III. ‘ La date de la cessation des paiements est celle fixée par le jugement d’ouverture du redressement judiciaire ou de la liquidation judiciaire de la personne morale.
IV. ‘ L’action se prescrit par trois ans à compter du jugement qui arrête le plan de redressement de l’entreprise ou, à défaut, du jugement qui prononce la liquidation judiciaire.
Le liquidateur se prévaut en second lieu des dispositions de l’article L. 624-3 du code de commerce qui définit l’action en comblement de passif, comme suit:
‘Lorsque le redressement judiciaire ou la liquidation judiciaire d’une personne morale fait apparaître une insuffisance d’actif, le tribunal peut, en cas de faute de gestion ayant contribué à cette insuffisance d’actif, décider que les dettes de la personne morale seront supportées, en tout ou en partie, avec ou sans solidarité, par tous les dirigeants de droit ou de fait, rémunérés ou non, ou par certains d’entre eux.
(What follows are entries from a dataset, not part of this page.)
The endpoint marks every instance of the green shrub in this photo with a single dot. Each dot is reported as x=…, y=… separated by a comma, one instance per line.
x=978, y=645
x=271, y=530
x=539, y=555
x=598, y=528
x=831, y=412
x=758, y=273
L’action se presociété Tahiti Rava Rava Pearlrit par trois ans à compter du jugement qui arrête le plan de redressement ou, à défaut, du jugement qui prononce la liquidation judiciaire.’
(…)
***
La prescription suppose un examen du fond du litige dont les parties propose une interprétation contraire :
– la société appelante soutient que la prescription triennale a couru depuis le jugement ayant adopté le plan de continuation le 13 février 2017, si bien que l’action introduite par Maître [W] le 1er septembre 2020 est prescrite,
– le liquidateur de la SAS Tahiti Rava Rava Pearl affirme que le délai triennal pour agir n’a couru qu’à partir du 9 décembre 2019, date du jugement de liquidation judiciaire car les faits litigieux se sont poursuivis pendant le plan de continuation.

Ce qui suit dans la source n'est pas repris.